My one-week stay was more than worth it. I recommend anyone who has the intention to go to Lebanon to visit this country. I have to engage in some serious mental gymnastics to realize that in three days I will be back in Haiti.. To sustain the memory and before I say'au revoir', I will eat another mezza while drinking a tasty Lebanese beer!
Surprising: it is a small country but with so much history and so many sites to visit. I was impressed by Baalbek. It is the largest Roman temple in the world and it is listed as a UNESCO world heritage (for more info - click here). One can easily spend hours between the buildings and the stones. Several Embassies discourage visiting Baalbek at the moment because of its close proximity to the Syrian border. This is very sad, because there is no reason not to go - at least for the moment. But going to Lebanon without visiting Baalbek is going to Paris without paying a visit to the Eiffel Tower.
I was surprised by the beauty of the Baalbek valley which spans between the two mountain ranges on the east and west of Lebanon. Seeing the snow on the top of the mountains while enjoying pleasant temperatures of 25 degrees celsius. The agriculture that is practiced in the green valley. There are a lot of wineries and the Lebanese wine is surprisingly good! The landscape dotted with the tents of the Bedouins who live without a nationality and are roaming from country to country in the region although the political and security problems in neighboring Syria must make them more stationary for the moment.

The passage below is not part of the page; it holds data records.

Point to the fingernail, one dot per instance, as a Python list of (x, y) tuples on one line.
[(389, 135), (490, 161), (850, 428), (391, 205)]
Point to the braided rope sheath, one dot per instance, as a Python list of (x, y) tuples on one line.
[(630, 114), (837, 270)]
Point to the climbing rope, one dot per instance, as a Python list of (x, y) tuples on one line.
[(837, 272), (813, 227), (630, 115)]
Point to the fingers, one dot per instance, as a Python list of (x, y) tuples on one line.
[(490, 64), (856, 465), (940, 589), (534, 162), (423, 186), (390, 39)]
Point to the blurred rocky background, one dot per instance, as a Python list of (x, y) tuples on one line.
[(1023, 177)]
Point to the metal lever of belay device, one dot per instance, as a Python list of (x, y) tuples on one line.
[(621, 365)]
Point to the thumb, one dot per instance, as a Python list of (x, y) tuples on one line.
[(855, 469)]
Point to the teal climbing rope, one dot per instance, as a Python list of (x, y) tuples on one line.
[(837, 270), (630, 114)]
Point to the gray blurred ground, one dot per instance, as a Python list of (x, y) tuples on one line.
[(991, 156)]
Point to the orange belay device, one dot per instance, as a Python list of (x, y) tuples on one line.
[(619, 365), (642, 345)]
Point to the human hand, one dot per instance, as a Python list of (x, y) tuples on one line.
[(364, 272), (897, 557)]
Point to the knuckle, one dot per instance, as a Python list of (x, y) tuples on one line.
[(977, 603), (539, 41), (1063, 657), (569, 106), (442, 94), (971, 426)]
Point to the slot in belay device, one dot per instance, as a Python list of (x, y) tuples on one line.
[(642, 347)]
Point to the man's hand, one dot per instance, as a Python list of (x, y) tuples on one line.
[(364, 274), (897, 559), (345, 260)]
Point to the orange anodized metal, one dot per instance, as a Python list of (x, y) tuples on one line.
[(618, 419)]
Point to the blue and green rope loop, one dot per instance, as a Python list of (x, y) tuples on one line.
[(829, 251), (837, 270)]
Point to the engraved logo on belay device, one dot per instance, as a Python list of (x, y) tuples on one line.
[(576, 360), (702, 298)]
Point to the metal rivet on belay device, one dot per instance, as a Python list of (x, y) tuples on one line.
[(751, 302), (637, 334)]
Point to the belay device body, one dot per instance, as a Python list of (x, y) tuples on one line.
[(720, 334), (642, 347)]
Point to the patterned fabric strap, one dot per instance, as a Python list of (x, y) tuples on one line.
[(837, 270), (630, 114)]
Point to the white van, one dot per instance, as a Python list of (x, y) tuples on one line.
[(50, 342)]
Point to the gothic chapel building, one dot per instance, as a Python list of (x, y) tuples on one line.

And there are many more surprisingly beautiful sites like the largest Roman hippodrome in Tyre; the grottes in Jeita and the beaches along the coast.
And last but not least, I am surprised that Pepsi is more widely available than Coca Cola..
Intriguing: almost everything.. I am intrigued by the glue that keeps this country together and by the plethora of religions and confessions. I was told there are a lot of Muslims and Christians but not many believers. However religion is at the heart of the identity of people and it is the linchpin of the society. Before falling in love with someone, one needs to be certain about the roots and origins of the other. There hasn't been a census in Lebanon for decades just to avoid that the results may cause a rupture in the accepted rules of the game to govern and organize this country.
I m intrigued by the proximity of Syria. When I switch on the TV it is impossible to miss out on the horrible images that are shown on the screen about what is happening in a country just a few hours from here. But when you switch off the TV and you wonder through the streets of Beirut one can only feel the happiness of spring and the start of a new season. However, apparently the number of tourists have fallen with about 75% compared to previous years. Knowing that tourism counts for about 60% of the national economy, it can't be a surprise that sooner or later the effect of what is happening in Syria will be serious here as well..
I m very intrigued by Hezbollah. They have opened an open-air museum from where they fought the resistance against Israel in 2006. They have a clear presence in several parts of the country which is marked by yellow flags and large billboards. In areas where their presence is limited, it is often more touristic with bars and pubs and lots of memorabilia for sale. I m just wondering what will happen 'if' the regime in Syria will go down..
My one-week stay was more than worth it. I recommend anyone who has the intention to go to Lebanon to visit this country. I have to engage in some serious mental gymnastics to realize that in three days I will be back in Haiti.. To sustain the memory and before I say'au revoir', I will eat another mezza while drinking a tasty Lebanese beer!